CVE-2023-26151: 
Python vulnerability analysis and mitigation

CVE-2023-26151 affects versions of the asyncua package before 0.9.96. The vulnerability was discovered during PhD research experiments and was disclosed on June 9, 2023. This vulnerability allows attackers to trigger a Denial of Service (DoS) condition in asyncua servers by sending malformed packets (Snyk Security).

The vulnerability exists in the datareceived function within the binaryserverasyncio.py file. When a malformed packet with a null size is sent, the server enters an infinite loop due to improper handling of packet sizes. Specifically, when the header.headersize + header.body_size equals zero, the buffer never updates, trapping the server in an endless loop. The vulnerability has been assigned a CVSS v3.1 score of 7.5 (High) (Snyk Security).

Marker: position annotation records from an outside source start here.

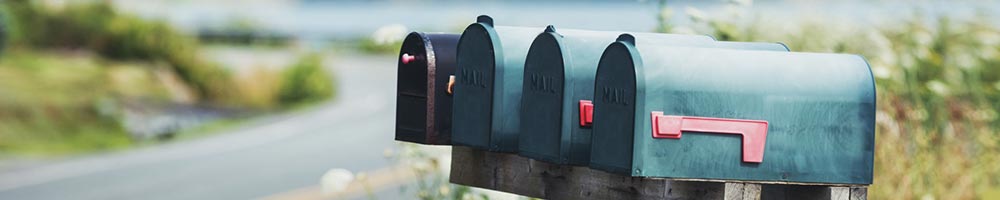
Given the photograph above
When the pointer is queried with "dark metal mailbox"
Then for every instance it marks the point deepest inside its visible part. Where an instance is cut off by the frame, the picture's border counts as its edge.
(423, 103)
(790, 117)
(559, 84)
(488, 85)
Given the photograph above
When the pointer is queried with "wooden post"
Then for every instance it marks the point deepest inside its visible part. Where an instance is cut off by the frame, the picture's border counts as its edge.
(519, 175)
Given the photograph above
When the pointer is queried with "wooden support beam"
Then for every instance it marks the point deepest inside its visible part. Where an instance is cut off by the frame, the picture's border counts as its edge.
(519, 175)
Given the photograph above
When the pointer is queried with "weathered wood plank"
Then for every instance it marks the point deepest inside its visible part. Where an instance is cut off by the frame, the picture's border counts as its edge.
(519, 175)
(859, 193)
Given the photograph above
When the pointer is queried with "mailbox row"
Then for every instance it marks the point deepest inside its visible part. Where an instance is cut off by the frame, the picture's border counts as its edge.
(641, 104)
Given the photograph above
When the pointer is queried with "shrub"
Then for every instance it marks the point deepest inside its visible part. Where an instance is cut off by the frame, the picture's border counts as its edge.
(306, 81)
(95, 26)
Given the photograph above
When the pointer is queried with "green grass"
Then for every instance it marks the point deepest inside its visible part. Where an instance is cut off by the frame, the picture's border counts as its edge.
(52, 104)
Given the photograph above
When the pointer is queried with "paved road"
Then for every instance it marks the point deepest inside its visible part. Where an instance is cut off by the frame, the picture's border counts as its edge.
(270, 156)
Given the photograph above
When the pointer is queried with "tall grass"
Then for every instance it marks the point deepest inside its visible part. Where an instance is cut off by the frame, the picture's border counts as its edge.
(97, 27)
(938, 85)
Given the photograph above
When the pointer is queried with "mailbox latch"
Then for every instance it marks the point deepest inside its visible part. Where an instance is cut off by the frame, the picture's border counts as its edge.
(754, 132)
(586, 113)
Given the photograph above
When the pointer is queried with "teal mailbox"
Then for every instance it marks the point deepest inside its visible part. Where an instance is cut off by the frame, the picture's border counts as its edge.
(556, 106)
(487, 101)
(423, 103)
(701, 113)
(488, 85)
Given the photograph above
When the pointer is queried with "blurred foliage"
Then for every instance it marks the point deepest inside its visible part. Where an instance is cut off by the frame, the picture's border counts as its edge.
(68, 70)
(66, 113)
(97, 27)
(432, 175)
(305, 82)
(938, 85)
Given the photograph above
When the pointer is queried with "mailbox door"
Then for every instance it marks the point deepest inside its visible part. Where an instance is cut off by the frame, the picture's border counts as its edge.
(491, 68)
(542, 107)
(615, 92)
(477, 64)
(411, 90)
(818, 108)
(566, 139)
(444, 45)
(423, 107)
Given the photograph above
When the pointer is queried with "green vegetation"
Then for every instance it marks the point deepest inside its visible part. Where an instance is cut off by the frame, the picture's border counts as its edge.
(67, 69)
(68, 111)
(305, 82)
(99, 28)
(938, 88)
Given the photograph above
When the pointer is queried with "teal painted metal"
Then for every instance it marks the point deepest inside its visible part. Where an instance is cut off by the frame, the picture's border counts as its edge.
(423, 107)
(820, 109)
(488, 85)
(559, 72)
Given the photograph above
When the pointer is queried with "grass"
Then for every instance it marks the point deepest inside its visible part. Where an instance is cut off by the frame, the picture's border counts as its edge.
(66, 68)
(938, 85)
(68, 112)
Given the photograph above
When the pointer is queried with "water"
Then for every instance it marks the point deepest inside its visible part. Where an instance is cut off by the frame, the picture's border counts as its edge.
(352, 19)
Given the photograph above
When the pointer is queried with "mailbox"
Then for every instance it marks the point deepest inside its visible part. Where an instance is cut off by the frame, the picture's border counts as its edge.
(489, 82)
(488, 85)
(556, 106)
(423, 101)
(701, 113)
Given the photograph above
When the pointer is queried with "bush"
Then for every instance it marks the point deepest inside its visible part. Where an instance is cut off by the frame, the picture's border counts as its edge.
(306, 81)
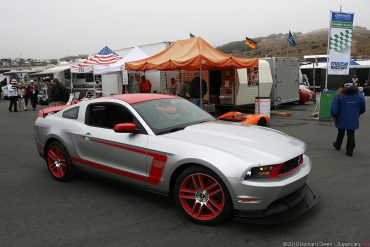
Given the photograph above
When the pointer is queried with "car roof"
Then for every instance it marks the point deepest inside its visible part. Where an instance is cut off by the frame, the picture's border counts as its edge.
(140, 97)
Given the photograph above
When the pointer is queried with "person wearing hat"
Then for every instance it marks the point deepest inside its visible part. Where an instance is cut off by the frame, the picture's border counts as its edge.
(13, 95)
(32, 92)
(346, 108)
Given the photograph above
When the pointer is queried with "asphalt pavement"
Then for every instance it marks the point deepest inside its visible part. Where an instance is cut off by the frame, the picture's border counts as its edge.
(35, 210)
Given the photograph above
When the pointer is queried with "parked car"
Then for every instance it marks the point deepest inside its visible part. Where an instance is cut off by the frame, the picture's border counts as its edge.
(5, 91)
(213, 169)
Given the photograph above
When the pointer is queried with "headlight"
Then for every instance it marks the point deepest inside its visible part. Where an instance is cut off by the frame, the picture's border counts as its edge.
(262, 171)
(272, 171)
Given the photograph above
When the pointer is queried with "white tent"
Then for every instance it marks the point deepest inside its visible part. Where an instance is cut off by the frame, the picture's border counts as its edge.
(135, 54)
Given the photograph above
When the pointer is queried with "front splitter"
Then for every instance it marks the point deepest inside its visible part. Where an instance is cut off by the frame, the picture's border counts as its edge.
(284, 210)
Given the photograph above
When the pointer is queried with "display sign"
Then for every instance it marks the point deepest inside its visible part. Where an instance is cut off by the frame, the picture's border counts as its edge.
(340, 42)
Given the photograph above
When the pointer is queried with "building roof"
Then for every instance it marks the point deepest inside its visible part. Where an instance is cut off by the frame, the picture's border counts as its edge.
(141, 97)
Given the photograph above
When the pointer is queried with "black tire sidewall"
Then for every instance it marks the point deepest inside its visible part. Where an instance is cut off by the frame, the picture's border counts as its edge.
(228, 206)
(70, 170)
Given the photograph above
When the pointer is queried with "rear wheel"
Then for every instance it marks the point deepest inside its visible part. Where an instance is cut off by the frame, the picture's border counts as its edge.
(202, 196)
(58, 162)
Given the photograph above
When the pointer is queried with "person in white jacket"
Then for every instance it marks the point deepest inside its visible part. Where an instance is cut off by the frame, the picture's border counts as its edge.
(13, 95)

When exploited, this vulnerability results in a total loss of availability of the asyncua server. No other clients can reach the server during the attack, and for devices with limited resources, it can lead to a complete system crash. The server gradually consumes more and more memory resources while stuck in the infinite loop (Snyk Security, GitHub Issue).

The vulnerability has been fixed in asyncua version 0.9.96. Users should upgrade to this version or higher to protect against this security issue. The fix includes proper handling of malformed packets and closing connections on error (GitHub Release).